Новогодняя прощальная

Новогодняя прощальная
В пятый раз проснувшись в одно и то же время,
поэт Собачьёв, лицо предпенсионного возраста,
догадался загуглить странные цифры и обомлел.
Будильник высвечивал зелёным "4:44",
а четвёрка у китайцев издавна означала смерть.
 
Это было весьма серьёзное предупреждение.
Собачьёв искренне верил в то, что приметы
имеют силу там, где человек появился на свет,
сам он родился в Приамурье, то есть в Манчжурии,
будильник собрали неподалёку, в Китае —
таким образом, всё сходилось,
выходило Собачьёву самое время умирать.
 
"Брошенный к столу предчувствием беды",
Собачьёв решил написать напоследок нечто важное.
За окном шёл то ли снег с дождём, то ли наоборот,
до Нового года оставались сущие пустяки,
поэт хватанул пару доз виски и начал творить.
 
Спит Россия вековая...
Весь в огнях, забыв покой,
веселится и гуляет старый город над рекой.
Пьют и скачут человечки,
заменяя год на год.
Шпарит дождик, и по речке
мирно к морю лёд плывёт.
 
Собачьёв вперил взор в темень за окном,
представляя этот волшебный ледоворот.
Широкая панорама разгула ему понравилась.
 
Навевают фейерверки
оргастический экстаз.
Фраер дарит веер Верке,
Верка — формы напоказ!
Киснут в тазиках салаты —
доедим на пятый день.
"Извиняйте, чем богаты!
Рыба, мясо, торт, пельмень..."
 
Собачьёв застонал от приступа раблезианства,
предвкушая изобилие новогодних яств,
которых ему не суждено больше отведать.
 
А в соседском огороде
снежный бой — берут редут.
То ли "белые" подходят,
то ли "красные" идут.
Рвутся весело петарды,
спят в салатах алкаши.
Авангард кавалергардов
скачет, вынув палаши.
 
Откуда взялся авангард кавалергардов,
Собачьёв толком не понимал и сам —
он вошёл в образ, не заморачиваясь
поисками логики в происходящем вокруг,
новогодняя ночь бурлила, кипела, звала на подвиги!

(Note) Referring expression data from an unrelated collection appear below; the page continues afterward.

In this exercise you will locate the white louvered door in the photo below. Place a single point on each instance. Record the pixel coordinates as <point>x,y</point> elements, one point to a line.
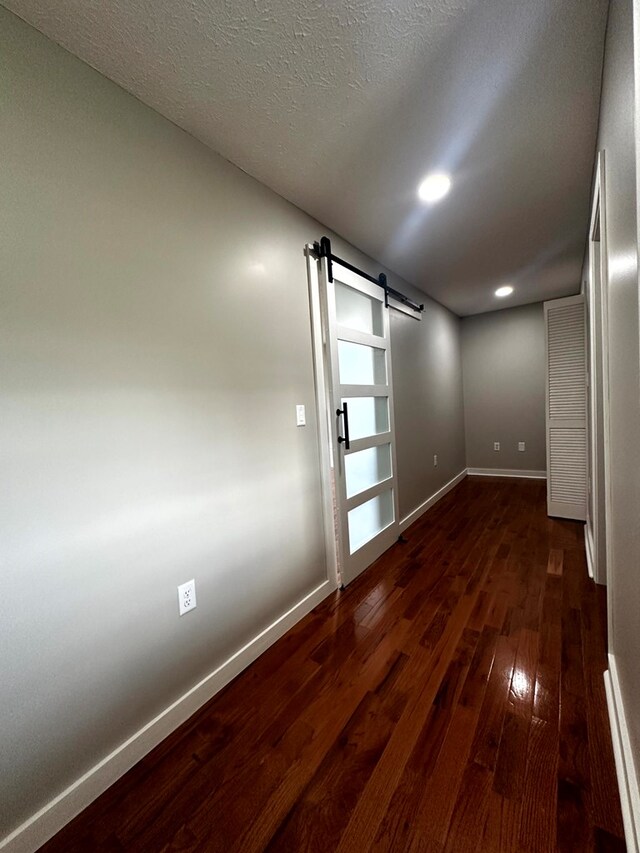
<point>566,408</point>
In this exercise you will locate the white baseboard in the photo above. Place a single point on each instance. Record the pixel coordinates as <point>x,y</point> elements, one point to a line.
<point>41,826</point>
<point>507,472</point>
<point>588,549</point>
<point>420,510</point>
<point>625,765</point>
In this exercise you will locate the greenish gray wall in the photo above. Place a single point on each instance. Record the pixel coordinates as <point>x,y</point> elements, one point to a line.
<point>427,382</point>
<point>503,355</point>
<point>618,140</point>
<point>154,340</point>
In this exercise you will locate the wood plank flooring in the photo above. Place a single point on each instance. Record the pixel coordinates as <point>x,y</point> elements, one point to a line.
<point>451,699</point>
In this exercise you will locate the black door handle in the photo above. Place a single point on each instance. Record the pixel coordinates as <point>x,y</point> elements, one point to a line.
<point>345,413</point>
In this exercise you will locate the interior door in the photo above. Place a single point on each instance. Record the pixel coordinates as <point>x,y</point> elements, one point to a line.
<point>358,360</point>
<point>566,408</point>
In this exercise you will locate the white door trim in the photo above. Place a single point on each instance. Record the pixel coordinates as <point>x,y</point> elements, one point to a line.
<point>327,481</point>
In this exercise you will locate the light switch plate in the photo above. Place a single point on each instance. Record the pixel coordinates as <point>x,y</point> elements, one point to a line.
<point>186,597</point>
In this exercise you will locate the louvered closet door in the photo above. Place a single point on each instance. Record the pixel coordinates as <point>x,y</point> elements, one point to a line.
<point>566,408</point>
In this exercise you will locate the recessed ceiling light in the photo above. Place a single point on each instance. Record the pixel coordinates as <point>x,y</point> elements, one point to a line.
<point>507,290</point>
<point>434,187</point>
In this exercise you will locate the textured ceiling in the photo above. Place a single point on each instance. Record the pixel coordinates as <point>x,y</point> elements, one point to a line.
<point>342,106</point>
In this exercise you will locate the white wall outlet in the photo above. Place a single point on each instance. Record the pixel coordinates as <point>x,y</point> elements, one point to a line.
<point>186,597</point>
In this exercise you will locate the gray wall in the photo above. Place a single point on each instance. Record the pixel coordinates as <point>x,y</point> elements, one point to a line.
<point>617,138</point>
<point>427,382</point>
<point>503,355</point>
<point>154,338</point>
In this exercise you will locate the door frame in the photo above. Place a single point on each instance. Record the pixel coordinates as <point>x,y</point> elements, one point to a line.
<point>321,384</point>
<point>599,436</point>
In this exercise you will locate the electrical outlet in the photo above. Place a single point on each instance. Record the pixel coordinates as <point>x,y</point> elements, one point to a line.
<point>186,597</point>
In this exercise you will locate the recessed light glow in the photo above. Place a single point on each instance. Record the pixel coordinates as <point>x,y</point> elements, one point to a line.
<point>507,290</point>
<point>434,187</point>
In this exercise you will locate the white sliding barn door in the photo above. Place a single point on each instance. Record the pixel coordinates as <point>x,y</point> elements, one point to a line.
<point>566,408</point>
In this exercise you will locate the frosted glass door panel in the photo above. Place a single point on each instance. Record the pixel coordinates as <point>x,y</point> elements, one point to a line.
<point>367,468</point>
<point>369,519</point>
<point>361,365</point>
<point>358,311</point>
<point>367,416</point>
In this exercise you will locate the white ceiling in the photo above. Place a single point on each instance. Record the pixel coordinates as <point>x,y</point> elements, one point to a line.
<point>342,106</point>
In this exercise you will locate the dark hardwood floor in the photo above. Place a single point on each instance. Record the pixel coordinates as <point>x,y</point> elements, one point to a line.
<point>451,699</point>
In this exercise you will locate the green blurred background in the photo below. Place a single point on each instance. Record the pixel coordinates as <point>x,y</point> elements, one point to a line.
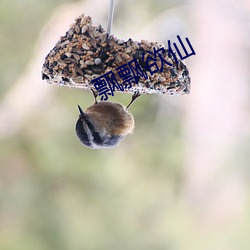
<point>180,182</point>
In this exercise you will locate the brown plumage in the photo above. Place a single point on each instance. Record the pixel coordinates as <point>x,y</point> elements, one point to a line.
<point>112,118</point>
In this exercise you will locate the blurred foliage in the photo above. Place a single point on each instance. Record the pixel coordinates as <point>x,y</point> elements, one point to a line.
<point>56,194</point>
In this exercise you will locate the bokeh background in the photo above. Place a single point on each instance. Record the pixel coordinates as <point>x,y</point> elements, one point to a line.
<point>180,182</point>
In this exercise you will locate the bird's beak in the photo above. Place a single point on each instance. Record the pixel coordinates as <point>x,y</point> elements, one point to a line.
<point>82,115</point>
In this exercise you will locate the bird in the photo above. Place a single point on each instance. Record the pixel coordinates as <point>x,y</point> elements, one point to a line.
<point>104,124</point>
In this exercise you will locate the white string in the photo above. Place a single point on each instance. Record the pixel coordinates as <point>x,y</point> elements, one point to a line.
<point>110,15</point>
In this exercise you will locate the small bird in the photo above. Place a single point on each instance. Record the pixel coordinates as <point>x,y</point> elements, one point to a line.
<point>104,124</point>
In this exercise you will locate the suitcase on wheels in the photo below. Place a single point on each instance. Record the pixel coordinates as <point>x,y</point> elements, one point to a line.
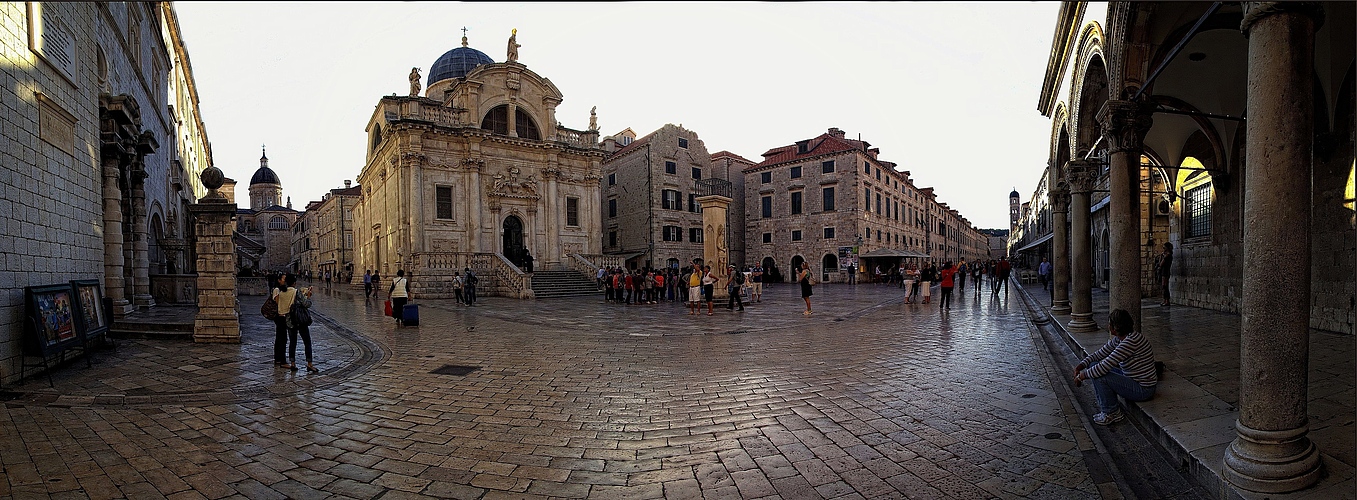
<point>410,315</point>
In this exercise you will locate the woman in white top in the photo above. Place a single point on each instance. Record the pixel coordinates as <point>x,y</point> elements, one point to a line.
<point>399,294</point>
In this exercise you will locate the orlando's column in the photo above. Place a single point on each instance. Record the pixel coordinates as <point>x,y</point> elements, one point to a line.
<point>1272,451</point>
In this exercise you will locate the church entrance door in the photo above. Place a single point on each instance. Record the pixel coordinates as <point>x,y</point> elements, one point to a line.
<point>513,246</point>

Но любой праздник когда-то заканчивается...
 
Апельсиновые корки
мандариновой страны...
С горки — к папке на закорки,
все домой, с "ночной войны".
По делам своим интимным
пробежит "пти ша нуар",
Кружевами серпантина
изукрашен тротуар.
На снегу краснеет юшка.
Тут случилась кутерьма...
Рьяно клацая кормушкой,
зло хихикает тюрьма.
 
Собачьёв трезвел на глазах, мутно водя очами.
Любой праздник в России страшноват,
безумие достигает своего апогея — почему так?
Неужели язычество не вытравить из крови нашей?
 
Захмелившись, пьяный, сытый,
выхожу я на крыльцо.
Вот моей страны сердитой
неприкрытое лицо.
И рождественскою сказкой
убаюкана, хмельна,
завтра батюшкам с опаской
выйдет кланяться она —
протрезвевшей, ясноликой,
не такой уж и простой.
То ли грешницей великой,
то ли дурою святой.
 
Осознавая, что создал нечто нетленное,
Собачьёв утирал корявым пальцем пьяные слёзы,
неугомонно катившиеся по небритым щекам.
 
Он почувствовал себя купцом Калашниковым,
выходящим под топор палача в чистой рубахе,
гордым и просветлённым — на миру и смерть красна!
Умирать Собачьеву стало совсем не страшно.
 
Прошёл день, месяц, год, два — смерть не приходила.
Текст, конечно, ни один журнал не принял,
но советовали писать дальше, почитывать мастеров.
 
Когда в очередной раз Собачьёв проснулся под утро,
тяжело дыша и в ужасе пялясь на зелёные "четвёрки",
до него наконец-то дошло, что это не время смерти,
а время творчества, свежей головы и полёта пера.
 
Он лежал в постели, блаженно улыбался и шептал:
"Вставайте, граф, вас ждут великие дела!"
И в голос захохотал, вспомнив ядовитое визборовское:
 
"И граф встает. Ладонью бьет будильник,
Берет гантели, смотрит на дома
И безнадежно лезет в холодильник,
А там зима, пустынная зима..."
 
Нет, читать мастеров определённо стоило.